BIRS Workshop Lecture Videos
Integrative cancer pharmacogenomics to infer large-scale drug taxonomy Haibe Kains, Benjamin
Identification of drug targets and mechanism of action (MoA) for new and uncharacterized anticancer drugs is important for optimization of treatment efficacy. Current MoA prediction approaches largely rely on prior information including side effects, therapeutic indication and/or chemo-informatics. Such information is not transferable or applicable for newly identified, previously uncharacterized small molecules. Therefore, a shift in the paradigm of MoA predictions is necessary towards development of unbiased approaches that can elucidate drug relationships and efficiently classify new compounds with basic input data.

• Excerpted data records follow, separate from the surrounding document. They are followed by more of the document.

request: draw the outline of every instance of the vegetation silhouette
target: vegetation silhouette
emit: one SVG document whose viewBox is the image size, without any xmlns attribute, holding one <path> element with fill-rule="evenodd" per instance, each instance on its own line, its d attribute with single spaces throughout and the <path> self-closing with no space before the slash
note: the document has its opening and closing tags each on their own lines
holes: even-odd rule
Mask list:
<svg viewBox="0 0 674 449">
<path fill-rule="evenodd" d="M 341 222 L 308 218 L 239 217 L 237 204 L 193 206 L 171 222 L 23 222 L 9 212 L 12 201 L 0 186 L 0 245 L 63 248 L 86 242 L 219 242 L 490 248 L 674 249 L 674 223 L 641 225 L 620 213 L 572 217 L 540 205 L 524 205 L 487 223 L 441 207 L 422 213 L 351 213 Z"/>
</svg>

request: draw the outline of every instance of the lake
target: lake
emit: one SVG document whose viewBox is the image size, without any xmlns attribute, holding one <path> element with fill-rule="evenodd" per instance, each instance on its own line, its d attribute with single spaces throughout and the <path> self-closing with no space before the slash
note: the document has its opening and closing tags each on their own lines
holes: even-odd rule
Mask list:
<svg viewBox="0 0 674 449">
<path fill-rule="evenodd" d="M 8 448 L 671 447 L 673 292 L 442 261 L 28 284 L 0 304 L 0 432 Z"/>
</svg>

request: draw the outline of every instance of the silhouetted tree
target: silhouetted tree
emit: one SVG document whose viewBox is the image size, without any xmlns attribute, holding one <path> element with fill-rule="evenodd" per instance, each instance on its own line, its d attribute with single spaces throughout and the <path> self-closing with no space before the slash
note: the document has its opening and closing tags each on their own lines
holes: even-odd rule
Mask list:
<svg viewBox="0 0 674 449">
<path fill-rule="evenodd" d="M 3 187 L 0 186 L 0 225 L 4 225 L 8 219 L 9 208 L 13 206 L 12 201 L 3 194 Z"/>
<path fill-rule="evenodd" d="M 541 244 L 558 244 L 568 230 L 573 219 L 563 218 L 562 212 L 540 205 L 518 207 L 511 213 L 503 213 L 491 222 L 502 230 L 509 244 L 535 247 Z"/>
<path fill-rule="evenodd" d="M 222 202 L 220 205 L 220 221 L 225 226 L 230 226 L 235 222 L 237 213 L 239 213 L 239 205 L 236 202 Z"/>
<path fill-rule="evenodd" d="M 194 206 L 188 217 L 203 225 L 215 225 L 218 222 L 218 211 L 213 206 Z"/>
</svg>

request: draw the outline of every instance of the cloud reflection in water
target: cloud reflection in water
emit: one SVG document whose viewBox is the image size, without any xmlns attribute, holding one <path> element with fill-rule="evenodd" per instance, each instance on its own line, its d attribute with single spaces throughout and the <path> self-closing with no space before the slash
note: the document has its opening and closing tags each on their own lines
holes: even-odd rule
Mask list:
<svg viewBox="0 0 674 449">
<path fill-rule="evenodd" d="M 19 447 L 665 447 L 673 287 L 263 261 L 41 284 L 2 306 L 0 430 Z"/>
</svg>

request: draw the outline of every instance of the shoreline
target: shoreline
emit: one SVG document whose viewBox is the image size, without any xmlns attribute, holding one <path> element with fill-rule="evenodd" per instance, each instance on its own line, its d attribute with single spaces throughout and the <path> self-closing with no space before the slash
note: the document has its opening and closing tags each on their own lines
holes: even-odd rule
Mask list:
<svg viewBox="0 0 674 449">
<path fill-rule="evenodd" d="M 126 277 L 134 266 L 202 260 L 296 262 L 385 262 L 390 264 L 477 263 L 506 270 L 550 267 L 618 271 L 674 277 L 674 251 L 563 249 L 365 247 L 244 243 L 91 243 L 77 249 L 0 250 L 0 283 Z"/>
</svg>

I will describe a new integrative computational pharmacogenomic approach, referred to as Drug Network Fusion (DNF), to infer scalable drug taxonomies that relies only on basic drug characteristics towards elucidating drug-drug relationships. DNF is the first framework to integrate drug structural information, high-throughput drug perturbation and drug sensitivity profiles, enabling drug classification of new experimental compounds with minimal prior information. I will show that the DNF taxonomy succeeds in identifying pertinent and novel drug-drug relationships, making it suitable for investigating experimental drugs with potential new targets or MoA. I will highlight how the scalability of DNF facilitates identification of key drug relationships across different drug categories, and poses as a flexible tool for potential clinical applications in precision medicine. Our results support DNF as a valuable resource to the cancer research community by providing new hypotheses on the compound MoA and potential insights for drug repurposing.